But the British Army - for those of us susceptible to them - has been a reliable object of admiration, trust, pride, and all those other things politicians urge us to cultivate instead of the scornful metropolitan cynicism that comes to us so much more naturally. Since Waterloo, we have celebrated their achievements, as the cant has it, and paid tribute to them, and given them credit, and thanked them and valued their contribution.
Just before the statement, John Reid was pursuing his thanking strategy in Health questions: wonderful doctors, nurses, porters and cleaners of the NHS. It never quite works for me - the way Mr Reid frames the proposition you can't admire the staff without admiring the minister.
By contrast, when Nicholas Soames - a man in whom the culture of the British Army vibrates - asks us to admire our troops, it's impossible to do anything else. But then he's been a Guardsman (and possibly more than one, judging by his size). "The regiment is only 300 years old but has received more battle honours than any other regiment," he told the House. You can deduce the range of my psychological problems from the fact that I get a lump in the gullet just typing those words out. "Battle honours." I can hardly see the words on the screen. When I get to the bit about them being one of two assault battalions in the Third Division on the Normandy beaches, I'm going to have to walk around the room for a bit.
I'm back again. The room was very nice.
For Mr Reid, it's oncologists, care of the elderly and midwifery that make his throat tighten. But only, perhaps, because he is Health Secretary. He stayed on the front bench while the Armed Forces minister, Adam Ingram made his brief statement. The allegations were serious, Mr Ingram said, and he wasn't going to say anything more. When Gordon Prentice asked him if the Daily Mirror had paid for the photographs, he said he wasn't going to get involved in the minutiae. When Mr Prentice yelped that it was a "central question", the minister replied: "Well, it's one question. Then there'll be the next question and then the one after that." It's true, if you start answering questions you don't know where it'll end.

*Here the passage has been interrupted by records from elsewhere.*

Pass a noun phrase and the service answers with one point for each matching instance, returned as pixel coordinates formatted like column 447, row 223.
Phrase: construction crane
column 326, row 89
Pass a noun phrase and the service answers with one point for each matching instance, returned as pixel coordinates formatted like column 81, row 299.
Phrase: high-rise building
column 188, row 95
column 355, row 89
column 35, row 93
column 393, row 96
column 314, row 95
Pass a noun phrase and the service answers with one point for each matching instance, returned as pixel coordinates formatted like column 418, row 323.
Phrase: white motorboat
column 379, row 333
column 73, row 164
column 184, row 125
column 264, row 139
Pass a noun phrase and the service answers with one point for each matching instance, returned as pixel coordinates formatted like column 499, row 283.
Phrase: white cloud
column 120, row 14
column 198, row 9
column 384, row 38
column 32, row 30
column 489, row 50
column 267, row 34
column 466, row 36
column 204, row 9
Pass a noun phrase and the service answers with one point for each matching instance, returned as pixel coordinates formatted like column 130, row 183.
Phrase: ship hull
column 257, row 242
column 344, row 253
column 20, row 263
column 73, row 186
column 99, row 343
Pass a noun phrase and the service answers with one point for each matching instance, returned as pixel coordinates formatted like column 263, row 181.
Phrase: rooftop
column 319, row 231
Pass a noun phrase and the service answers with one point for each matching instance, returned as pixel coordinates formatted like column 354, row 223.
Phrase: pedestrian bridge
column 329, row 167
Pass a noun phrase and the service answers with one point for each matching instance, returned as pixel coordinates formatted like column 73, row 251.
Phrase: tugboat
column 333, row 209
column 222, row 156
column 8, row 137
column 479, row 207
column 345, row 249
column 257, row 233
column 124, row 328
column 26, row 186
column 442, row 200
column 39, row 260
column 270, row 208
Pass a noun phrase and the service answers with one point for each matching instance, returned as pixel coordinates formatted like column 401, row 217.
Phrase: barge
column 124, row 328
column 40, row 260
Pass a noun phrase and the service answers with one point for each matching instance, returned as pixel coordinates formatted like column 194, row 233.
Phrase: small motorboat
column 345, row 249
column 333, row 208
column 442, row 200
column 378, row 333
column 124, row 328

Peter Mandelson told the House the regiment was innocent until proven guilty. This reflected so aptly on his own hilarious career you wondered whether the fellow will ever be able to say anything disinterested about anything.
And Ann Clwyd said: "These allegations, if true, shame every one of us." Despite the moral solemnity of the occasion I wondered if that was true.
"Speak for England, Arthur!" someone once said. "Speak for yourself, darling," I thought.